The problem for me is that sometimes complaining is just spouting negativity, and I’m a positive thinker. Rodgers and Hammerstein may have written “A Cockeyed Optimist” just for me. (And Nellie sang it to a Frenchman, since, you know, they don’t get optimism.) So, if I’m going to enjoy the good things I picked up in France, I’ve got to curate my life by (positively) complaining about whatever messes it up. And then fix it.
Next, I’m going to take time like the French do. They linger. They stroll. They sip. They savor. A good lunch takes three hours. Just do things at a more leisurely pace. The French word is flâner, a fancy way to dawdle. In Paris, I’d stop on a bridge and watch boats go by. In Tulsa, I’ll sit on my patio with a drink and watch the sunset. Glorious!
Avoid les petits
Next, shun children. Before you get all upset with me, hear me out. I have three children and I’ve taught piano for a million years, so I know what kids are capable of, both good and bad. They can be charming and funny and brilliant, or they can ruin your evening out by throwing food and screaming at the next table.
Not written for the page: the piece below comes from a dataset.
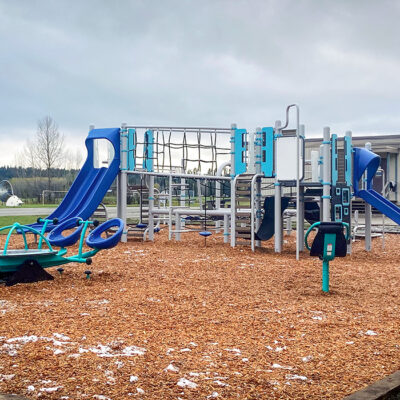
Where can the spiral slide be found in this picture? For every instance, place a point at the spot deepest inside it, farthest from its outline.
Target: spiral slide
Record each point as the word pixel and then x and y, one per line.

I don’t know where the French are keeping their kids, but they aren’t out in public. Most restaurants don’t have high chairs or booster seats, and they sure as hell don’t have crayons. You see kids sometimes, in orderly rows on school field trips, or balanced in a cafe chair sipping an adult-sized hot chocolate while the parent smokes and ignores the kid. There is no public whining, no running around unhinged, no pint-sized chaos.
Maybe it’s because French parenting methods are harsh and the schools are authoritarian. I really don’t care why, because the result is a calm public space. In Tulsa, I’ll have tapas at Basque instead of eternal breadsticks at Olive Garden, or set up for a writing session at Notion Espresso instead of going to Starbucks. I’ll stroll on the Riverwalk rather than navigating strollers at The Gathering Place.
(Note: if somebody brings me a cute grandbaby, I’ll course-correct and get the kid Happy Meals and an aquarium membership. Until then, you’ll find me perched on a barstool at Kilkenney’s eating oysters and sipping something botanical.)
Finally, I learned to be delusionally confident. The French are very judgy in their societal expectations regarding manners, dress, comportment, style, posture. They look for something they call allure, which is the way you present yourself to the world. If you don’t have allure, you get scornful glances and maybe a pffff. Clerks assume you’re a tourist and only speak English. Women do this pursed-lips head-to-toe scan thing, where they evaluate your outfit. It’s quite intimidating.
When I moved to France, I had identified solely as a “Passable Suburban Mom” for the past 25 years. My three style words were muted, wrinkled, and schlumpy. However, after many hours spent observing humans from a sidewalk cafe, I saw that most people aren’t supermodels, they just rock what they’ve got. Their clothes fit well, they strut the sidewalk like a runway, and they stand up straight. I learned to carry myself with pride, tits up.
Now, I return those head-to-toe scans and we meet eyes with grudging approval.
So you’ll find me here, on the banks of the Arkansas instead of the Seine, enjoying ma vie parisienne in Tulsa. Because Hemingway was right—Paris is a movable feast. No matter where you move it.